Nach der Schlacht bei Sedan drangen die deutschen Heere gegen Paris vor und schlossen die gewaltige Festung ein. Ein Mitglied der neuen französischen Regierung, der junge tatenlustige Gambetta, verließ in einem Luftballon die Stadt und versuchte, das ganze Volk zum Widerstand gegen den Feind aufzurufen und Ersatzarmeen gegen Paris zu führen. Er ordnete Rekrutenaushebungen an, schrieb Kriegssteuern aus und schreckte die Säumigen durch Strafandrohungen. Allein all diese Anstrengungen hatten keinen dauernden Erfolg. Ein französisches Heer nach dem andern wurde geschlagen. Das letzte, auf das Frankreich seine Hoffnung setzte, mußte unter General Bourbaki im Februar 1871 in Not und Elend auf Schweizerboden entfliehen, nachdem es an der Grenze die Waffen abgeliefert hatte. Am 1. März zogen deutsche Truppen in Paris ein. Da und dort stieß die herbeigeströmte Volksmenge zornige Verwünschungen aus.

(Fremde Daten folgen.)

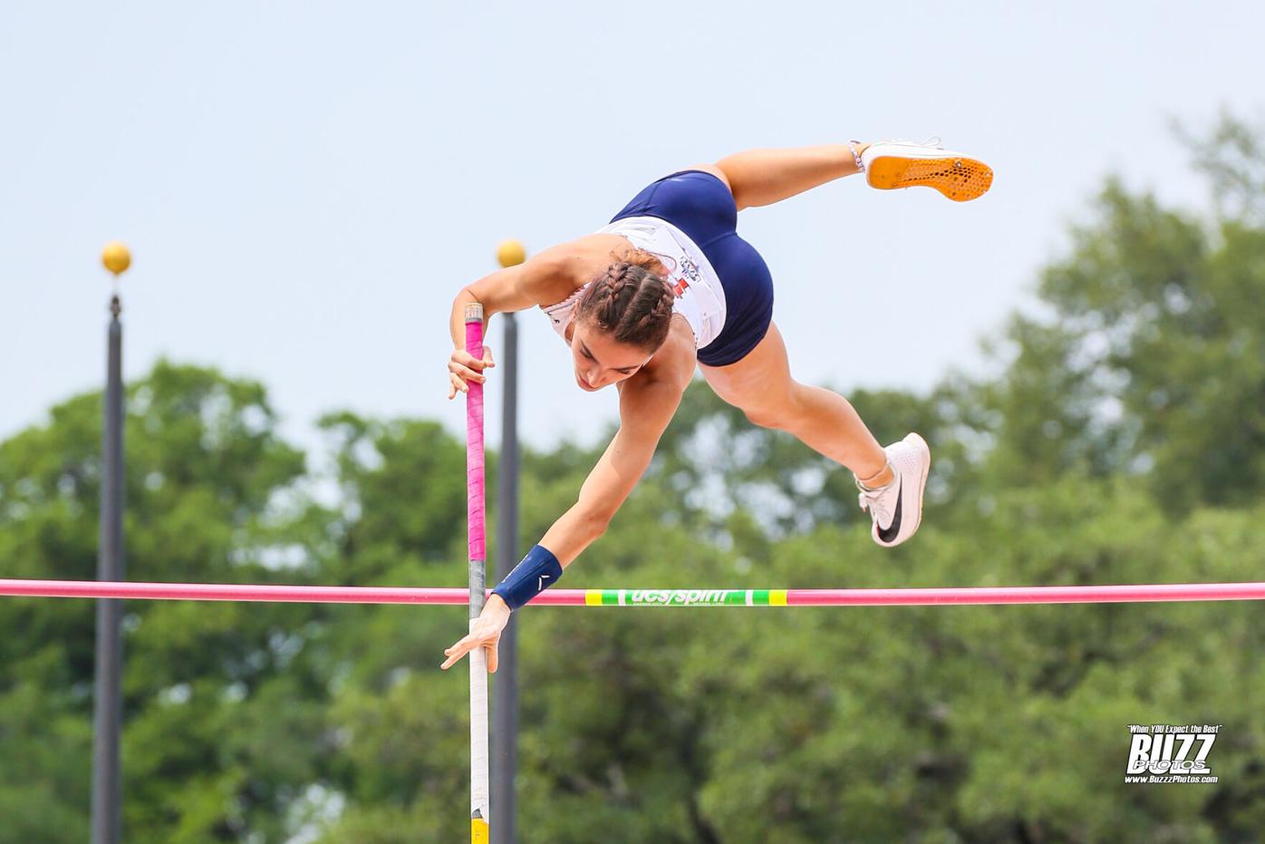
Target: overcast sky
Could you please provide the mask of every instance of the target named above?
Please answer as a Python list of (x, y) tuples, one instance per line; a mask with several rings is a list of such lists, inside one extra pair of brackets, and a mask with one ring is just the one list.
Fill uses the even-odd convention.
[[(1168, 120), (1260, 116), (1262, 9), (10, 0), (0, 437), (100, 386), (110, 239), (134, 256), (126, 377), (166, 356), (257, 378), (309, 445), (338, 407), (455, 431), (447, 319), (498, 240), (589, 233), (746, 147), (935, 134), (993, 164), (990, 194), (851, 178), (739, 219), (801, 380), (926, 388), (980, 366), (1106, 175), (1204, 202)], [(520, 326), (525, 438), (592, 440), (614, 391), (574, 385), (538, 311)]]

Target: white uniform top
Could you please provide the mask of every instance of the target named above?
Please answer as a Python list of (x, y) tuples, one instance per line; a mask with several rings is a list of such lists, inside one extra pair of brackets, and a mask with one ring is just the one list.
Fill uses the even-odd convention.
[[(720, 286), (707, 256), (684, 232), (657, 216), (626, 216), (602, 227), (597, 234), (617, 234), (635, 249), (659, 259), (668, 271), (672, 292), (677, 295), (672, 313), (681, 314), (689, 323), (694, 332), (694, 348), (701, 349), (720, 335), (725, 328), (725, 289)], [(557, 305), (540, 307), (563, 339), (567, 339), (567, 326), (576, 318), (576, 305), (586, 290), (588, 285)]]

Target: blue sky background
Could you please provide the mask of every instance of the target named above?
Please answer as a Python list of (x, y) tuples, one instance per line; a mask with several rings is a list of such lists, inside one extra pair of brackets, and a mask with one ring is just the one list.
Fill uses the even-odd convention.
[[(1206, 204), (1170, 118), (1265, 101), (1259, 3), (18, 0), (0, 20), (0, 437), (100, 386), (110, 239), (134, 256), (129, 377), (168, 356), (258, 378), (309, 445), (336, 407), (459, 430), (448, 313), (498, 240), (588, 233), (745, 147), (853, 137), (940, 135), (993, 191), (844, 180), (739, 230), (801, 380), (925, 388), (980, 368), (1106, 175)], [(591, 442), (614, 391), (574, 386), (544, 316), (520, 325), (525, 438)]]

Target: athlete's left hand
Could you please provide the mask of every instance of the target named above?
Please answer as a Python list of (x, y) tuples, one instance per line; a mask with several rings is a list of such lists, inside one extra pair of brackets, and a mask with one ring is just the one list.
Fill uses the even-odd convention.
[(479, 616), (474, 619), (474, 624), (471, 625), (469, 634), (459, 639), (452, 648), (444, 650), (448, 659), (444, 661), (440, 668), (450, 668), (471, 650), (482, 647), (487, 648), (487, 671), (490, 674), (495, 674), (497, 662), (496, 645), (501, 640), (501, 631), (505, 630), (505, 625), (510, 623), (510, 614), (512, 611), (501, 600), (500, 595), (488, 595), (487, 604), (483, 605), (483, 611), (479, 612)]

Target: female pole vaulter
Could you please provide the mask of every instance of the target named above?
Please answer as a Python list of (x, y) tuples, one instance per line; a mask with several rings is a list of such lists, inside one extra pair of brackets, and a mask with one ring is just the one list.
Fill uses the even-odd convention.
[(558, 582), (602, 535), (650, 464), (697, 366), (722, 400), (751, 423), (798, 437), (850, 469), (869, 510), (870, 535), (898, 545), (918, 529), (931, 452), (918, 434), (883, 448), (840, 395), (791, 377), (773, 324), (773, 278), (737, 237), (737, 211), (772, 205), (818, 185), (865, 173), (872, 187), (926, 186), (963, 202), (983, 195), (993, 171), (931, 144), (901, 140), (751, 149), (658, 180), (610, 225), (552, 247), (464, 287), (453, 301), (448, 397), (486, 381), (493, 364), (466, 352), (466, 305), (498, 311), (539, 306), (571, 347), (576, 383), (615, 385), (620, 428), (576, 504), (493, 590), (469, 635), (444, 650), (449, 668), (472, 649), (496, 647), (510, 614)]

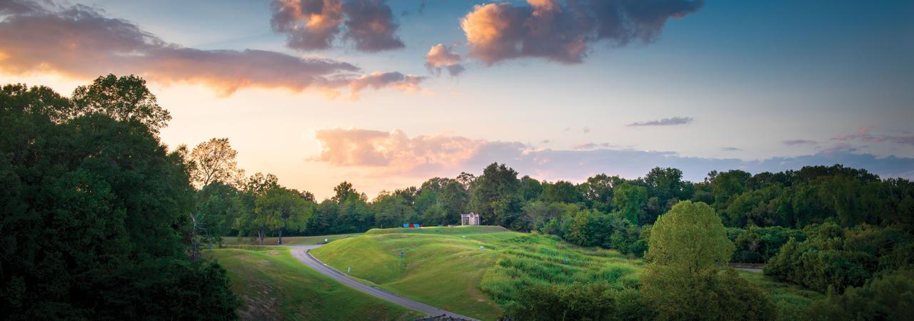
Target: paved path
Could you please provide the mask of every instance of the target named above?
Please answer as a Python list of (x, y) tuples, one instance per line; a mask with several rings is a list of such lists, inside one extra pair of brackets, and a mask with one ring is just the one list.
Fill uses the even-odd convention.
[(314, 249), (320, 246), (321, 246), (320, 244), (317, 244), (317, 245), (292, 245), (290, 247), (292, 247), (292, 256), (295, 256), (296, 259), (302, 261), (302, 263), (303, 263), (305, 265), (308, 265), (312, 269), (314, 269), (314, 271), (320, 272), (324, 275), (330, 276), (331, 278), (338, 281), (339, 283), (349, 285), (349, 287), (365, 292), (380, 299), (387, 300), (424, 314), (428, 314), (429, 316), (447, 315), (449, 316), (456, 318), (479, 321), (477, 319), (466, 316), (461, 316), (453, 312), (441, 310), (440, 308), (423, 304), (421, 302), (413, 301), (406, 297), (397, 295), (386, 290), (369, 286), (361, 282), (356, 281), (351, 277), (349, 277), (348, 275), (346, 275), (345, 274), (336, 271), (336, 269), (334, 269), (333, 267), (324, 264), (323, 262), (317, 260), (317, 258), (315, 258), (314, 256), (311, 255), (310, 253), (308, 253), (308, 247)]
[(752, 272), (752, 273), (761, 273), (761, 269), (755, 268), (755, 267), (734, 267), (734, 268), (737, 269), (737, 270), (739, 270), (739, 271), (747, 271), (747, 272)]

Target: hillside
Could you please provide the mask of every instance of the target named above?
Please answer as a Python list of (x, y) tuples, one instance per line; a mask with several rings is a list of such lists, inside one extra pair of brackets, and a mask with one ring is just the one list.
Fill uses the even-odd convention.
[(498, 226), (375, 229), (312, 254), (366, 283), (484, 320), (500, 316), (526, 285), (637, 283), (641, 265), (614, 251)]
[[(643, 264), (615, 251), (497, 226), (374, 229), (312, 254), (337, 270), (351, 268), (364, 283), (483, 320), (495, 319), (514, 304), (515, 291), (535, 284), (637, 286)], [(822, 296), (760, 274), (741, 274), (769, 292), (781, 309)]]
[(242, 320), (412, 320), (422, 315), (340, 285), (281, 246), (218, 249), (207, 256), (228, 270)]

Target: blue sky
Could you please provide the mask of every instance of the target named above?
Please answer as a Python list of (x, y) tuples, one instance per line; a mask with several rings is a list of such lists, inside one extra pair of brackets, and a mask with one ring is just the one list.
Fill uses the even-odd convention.
[[(599, 172), (636, 177), (654, 165), (681, 167), (687, 178), (700, 180), (710, 169), (781, 171), (834, 161), (883, 176), (914, 176), (914, 3), (658, 3), (701, 5), (666, 20), (653, 41), (588, 42), (580, 63), (486, 60), (470, 52), (473, 44), (461, 19), (482, 11), (474, 5), (531, 7), (526, 1), (430, 0), (421, 12), (420, 1), (382, 2), (403, 47), (377, 52), (339, 39), (327, 49), (292, 47), (287, 34), (271, 27), (276, 12), (267, 0), (58, 3), (62, 9), (7, 15), (0, 29), (22, 26), (14, 18), (64, 15), (58, 12), (83, 4), (99, 16), (122, 19), (182, 47), (257, 49), (351, 64), (358, 70), (341, 72), (369, 85), (347, 94), (351, 83), (302, 91), (261, 78), (260, 85), (228, 92), (214, 85), (224, 76), (198, 81), (154, 69), (162, 65), (113, 67), (103, 60), (76, 70), (54, 60), (59, 57), (15, 56), (42, 44), (20, 42), (16, 50), (5, 50), (2, 41), (0, 53), (12, 58), (0, 59), (0, 80), (67, 93), (91, 72), (143, 75), (175, 119), (162, 132), (165, 142), (192, 147), (228, 137), (250, 172), (273, 172), (281, 182), (318, 195), (343, 180), (371, 194), (432, 175), (479, 171), (491, 161), (549, 181)], [(569, 4), (553, 10), (569, 12)], [(463, 72), (430, 71), (427, 54), (439, 43), (461, 56)], [(371, 82), (367, 76), (375, 72), (399, 78)], [(380, 79), (375, 80), (386, 81)], [(371, 89), (376, 85), (380, 89)], [(630, 126), (673, 118), (686, 120)]]

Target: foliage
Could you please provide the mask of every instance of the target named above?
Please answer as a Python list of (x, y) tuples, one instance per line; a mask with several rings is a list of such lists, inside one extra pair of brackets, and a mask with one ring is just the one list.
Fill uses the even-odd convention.
[(481, 215), (483, 224), (512, 227), (523, 207), (519, 188), (515, 170), (492, 163), (471, 184), (470, 210)]
[(210, 139), (197, 145), (190, 152), (191, 180), (201, 188), (212, 182), (237, 184), (244, 176), (235, 160), (237, 156), (228, 139)]
[(625, 214), (632, 223), (653, 223), (654, 218), (647, 214), (647, 188), (629, 182), (620, 184), (613, 193), (612, 203)]
[[(0, 311), (7, 319), (232, 319), (215, 263), (190, 262), (185, 149), (135, 77), (71, 99), (0, 90)], [(206, 311), (200, 310), (206, 309)]]
[(146, 88), (146, 80), (133, 75), (95, 78), (89, 86), (77, 87), (71, 100), (73, 117), (102, 114), (117, 121), (142, 124), (154, 134), (171, 120), (171, 114)]
[(636, 289), (617, 289), (603, 283), (533, 285), (521, 291), (506, 313), (517, 320), (642, 320), (652, 311), (637, 304)]
[(778, 254), (791, 238), (802, 241), (806, 234), (801, 230), (781, 226), (748, 229), (727, 228), (727, 236), (736, 245), (730, 262), (763, 264)]
[(651, 229), (642, 295), (659, 320), (769, 320), (776, 312), (726, 264), (733, 253), (720, 218), (703, 202), (680, 202)]
[(298, 192), (282, 187), (267, 190), (254, 201), (254, 213), (262, 218), (263, 226), (278, 231), (278, 244), (282, 244), (282, 232), (304, 229), (314, 207), (314, 202), (302, 198)]
[(804, 229), (805, 241), (791, 239), (765, 266), (765, 274), (819, 292), (862, 286), (878, 272), (914, 265), (914, 235), (898, 228), (826, 223)]
[(849, 287), (829, 292), (813, 303), (805, 318), (817, 320), (909, 320), (914, 316), (914, 270), (897, 270)]

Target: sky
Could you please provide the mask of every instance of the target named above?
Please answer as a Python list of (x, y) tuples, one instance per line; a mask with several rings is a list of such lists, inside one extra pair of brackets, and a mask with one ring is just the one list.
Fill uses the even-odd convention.
[(148, 81), (164, 143), (228, 138), (328, 197), (806, 165), (914, 179), (910, 1), (0, 0), (0, 83)]

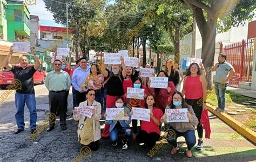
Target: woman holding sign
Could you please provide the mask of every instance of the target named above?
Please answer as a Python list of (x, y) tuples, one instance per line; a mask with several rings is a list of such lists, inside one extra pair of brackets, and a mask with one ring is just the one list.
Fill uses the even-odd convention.
[(207, 83), (205, 78), (201, 75), (197, 63), (190, 64), (187, 75), (184, 78), (182, 94), (185, 96), (186, 102), (192, 106), (199, 121), (197, 126), (198, 134), (198, 144), (197, 149), (201, 150), (203, 146), (203, 125), (200, 123), (203, 109), (206, 109)]
[[(191, 106), (188, 105), (184, 100), (182, 94), (180, 92), (176, 92), (172, 96), (172, 100), (171, 104), (166, 108), (165, 113), (161, 118), (161, 122), (169, 123), (170, 127), (167, 130), (166, 139), (168, 142), (173, 147), (171, 151), (171, 154), (174, 154), (179, 150), (178, 146), (177, 139), (178, 137), (183, 136), (186, 140), (187, 147), (186, 150), (186, 156), (188, 157), (192, 157), (191, 148), (196, 144), (196, 136), (194, 133), (194, 126), (198, 124), (198, 119), (196, 116), (194, 111)], [(170, 110), (171, 109), (187, 108), (187, 114), (181, 116), (186, 116), (188, 118), (188, 121), (177, 122), (179, 118), (172, 118), (171, 116), (168, 116), (168, 112), (170, 113), (174, 113), (178, 111), (173, 112)], [(179, 115), (176, 115), (176, 117)]]
[(95, 100), (95, 90), (88, 89), (85, 93), (87, 99), (80, 103), (78, 107), (92, 106), (91, 108), (93, 109), (90, 110), (92, 113), (91, 118), (78, 114), (77, 110), (73, 110), (73, 118), (75, 120), (79, 120), (77, 130), (78, 141), (83, 145), (87, 146), (92, 150), (97, 150), (99, 147), (99, 140), (100, 139), (99, 120), (102, 118), (102, 106), (100, 103)]
[[(123, 57), (121, 57), (121, 65), (122, 68), (119, 65), (112, 65), (112, 71), (107, 72), (104, 65), (104, 59), (102, 60), (102, 72), (107, 78), (103, 83), (106, 87), (106, 108), (113, 107), (117, 97), (124, 94), (123, 82), (126, 74), (126, 67)], [(103, 137), (109, 138), (109, 124), (105, 124), (102, 134)]]
[[(163, 116), (161, 110), (157, 108), (156, 97), (150, 94), (146, 98), (145, 108), (151, 110), (150, 121), (142, 121), (142, 129), (136, 136), (136, 141), (144, 143), (146, 146), (152, 147), (160, 138), (160, 120)], [(131, 114), (132, 116), (132, 111)]]
[[(116, 106), (117, 108), (124, 108), (125, 120), (119, 120), (123, 114), (117, 114), (117, 120), (106, 120), (106, 124), (110, 125), (110, 140), (112, 142), (113, 146), (117, 146), (117, 140), (118, 139), (118, 133), (119, 132), (123, 132), (125, 134), (124, 139), (122, 140), (123, 149), (126, 149), (128, 148), (127, 141), (132, 136), (132, 132), (130, 129), (130, 123), (131, 123), (131, 116), (130, 115), (130, 109), (124, 106), (124, 100), (121, 97), (117, 97), (116, 99)], [(104, 117), (106, 118), (107, 114), (104, 113)]]

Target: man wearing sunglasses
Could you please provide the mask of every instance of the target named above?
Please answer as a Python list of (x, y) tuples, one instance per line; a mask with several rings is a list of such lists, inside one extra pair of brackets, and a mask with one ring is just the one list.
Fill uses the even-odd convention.
[(56, 59), (53, 62), (53, 70), (49, 72), (45, 79), (45, 86), (49, 91), (49, 99), (50, 112), (55, 116), (50, 116), (49, 132), (54, 129), (56, 123), (57, 107), (59, 111), (59, 120), (62, 130), (66, 130), (65, 92), (70, 88), (71, 80), (69, 75), (62, 70), (62, 62)]

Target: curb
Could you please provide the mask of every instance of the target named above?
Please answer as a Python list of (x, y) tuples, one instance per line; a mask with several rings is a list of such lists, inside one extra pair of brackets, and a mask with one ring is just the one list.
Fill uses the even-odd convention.
[[(254, 145), (255, 145), (256, 132), (253, 131), (250, 129), (247, 129), (244, 124), (234, 119), (227, 114), (225, 113), (220, 113), (214, 111), (215, 107), (213, 108), (214, 107), (212, 105), (209, 104), (206, 104), (206, 106), (208, 110), (209, 110), (212, 113), (214, 114), (221, 120), (224, 121), (233, 129), (235, 130), (237, 133), (240, 133), (241, 134), (246, 137), (249, 140), (252, 141)], [(244, 127), (245, 127), (245, 128)]]

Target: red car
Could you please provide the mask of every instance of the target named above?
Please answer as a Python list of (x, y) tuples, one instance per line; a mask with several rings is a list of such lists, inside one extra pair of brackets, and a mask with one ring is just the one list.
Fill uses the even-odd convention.
[[(19, 65), (15, 66), (19, 66)], [(32, 65), (28, 65), (32, 66)], [(34, 83), (44, 84), (46, 74), (42, 69), (38, 69), (34, 73), (33, 79)], [(3, 71), (0, 71), (0, 88), (5, 89), (7, 86), (14, 83), (14, 75), (11, 71), (6, 69), (3, 69)]]

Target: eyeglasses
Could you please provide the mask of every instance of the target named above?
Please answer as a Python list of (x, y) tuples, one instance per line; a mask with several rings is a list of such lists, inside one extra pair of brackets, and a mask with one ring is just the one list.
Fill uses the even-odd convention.
[(88, 93), (88, 95), (89, 95), (91, 97), (92, 96), (95, 97), (95, 94)]

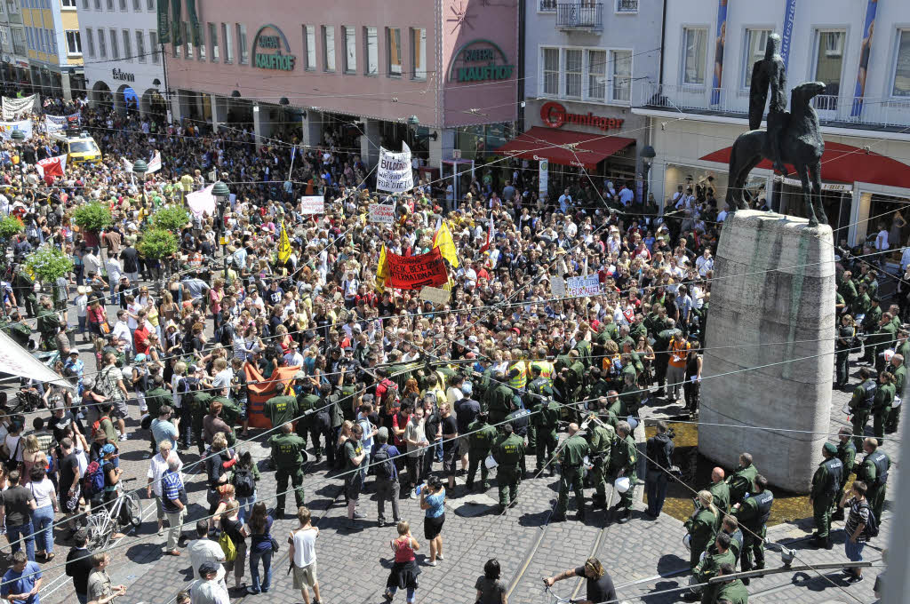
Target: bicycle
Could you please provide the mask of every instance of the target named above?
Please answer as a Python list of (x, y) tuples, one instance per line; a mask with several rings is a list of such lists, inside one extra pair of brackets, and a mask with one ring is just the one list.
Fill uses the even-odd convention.
[(132, 482), (136, 478), (123, 478), (117, 483), (117, 498), (114, 501), (104, 503), (88, 515), (86, 529), (88, 531), (89, 547), (96, 551), (106, 549), (115, 539), (111, 538), (119, 532), (121, 527), (131, 526), (138, 528), (142, 526), (143, 506), (138, 495), (135, 492), (124, 494), (121, 485)]

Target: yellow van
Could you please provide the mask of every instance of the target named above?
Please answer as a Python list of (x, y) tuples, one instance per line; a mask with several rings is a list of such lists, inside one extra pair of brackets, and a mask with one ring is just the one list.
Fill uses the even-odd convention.
[(60, 149), (66, 154), (66, 161), (70, 165), (101, 163), (101, 149), (86, 132), (75, 136), (55, 134), (51, 135), (51, 138), (60, 145)]

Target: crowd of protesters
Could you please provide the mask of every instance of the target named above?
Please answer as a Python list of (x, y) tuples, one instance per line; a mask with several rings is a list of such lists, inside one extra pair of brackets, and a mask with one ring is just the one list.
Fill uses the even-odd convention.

Wien war der Einmarsch der Sieger erspart worden.


In dieser Zeit kam ein Vorfriede zustande, der dann später in Frankfurt bestätigt wurde. Bei den Verhandlungen betonte Bismarck: Unser Volk hat den Krieg nicht gewollt; Frankreich hat ihn erzwungen; wir begehren aber künftig, in Ruhe und Frieden leben zu können. Darum muß uns der Angreifer Sicherheiten - Garantien - geben. Er sprach ungefähr so, wie die Franzosen nach dem Weltkrieg gegenüber Deutschland gesprochen haben. Frankreich mußte eine bedeutende Kriegsentschädigung entrichten und das Elsaß und einen Teil von Lothringen mit den wichtigen Festungen Straßburg, Metz und Diedenhofen abtreten. Das Gebiet umfaßte einen Flächenraum von etwas mehr als einem Drittel der Schweiz und zählte damals 1 ½ Millionen Einwohner. Die französischen Politiker haben diese Niederlage nie verwunden. Sie legte den Grund zu einer dauernden Feindschaft zwischen Deutschland und Frankreich, die zum Ausbruch des Weltkrieges viel beigetragen hat.

Lange vor dem Friedensschluß, als das Blut auf den Schlachtfeldern rauchte und das ganze deutsche Volk sich in einer außergewöhnlichen Geistesverfassung befand, begann Bismarck mit den süddeutschen Staaten über die Gründung eines geeinigten deutschen Kaiserreiches zu verhandeln. Am 18.Januar 1871 wurde es im Spiegelsaal zu Versailles ausgerufen, in Anwesenheit zahlreicher Fürsten und Offiziere aller Grade. Ein Geistlicher leitete die Feier ein. Dann verlas Bismarck eine Erklärung Wilhelms I., er übernehme fortan nach dem Willen der Fürsten die Kaiserwürde. Der Großherzog von Baden brachte ein Hoch auf „Kaiser Wilhelm“ aus. Die Versammlung stimmte begeistert ein. - In der Ferne hörte man Kanonen donnern.

Im neuen Bunde führte Preußen das erste Wort. Ohne seine Zustimmung konnte z. B. die von Bismarck entworfene Reichsverfassung nicht abgeändert werden, und Post-, Heer- und Zollwesen wurden zum größten Teil nach preußischem Muster geordnet. All das hatte zur Folge, daß im deutschen Reiche überhaupt die preußische Geistesart, das Streben nach militärischer und politischer Macht, sehr stark zur Geltung kam.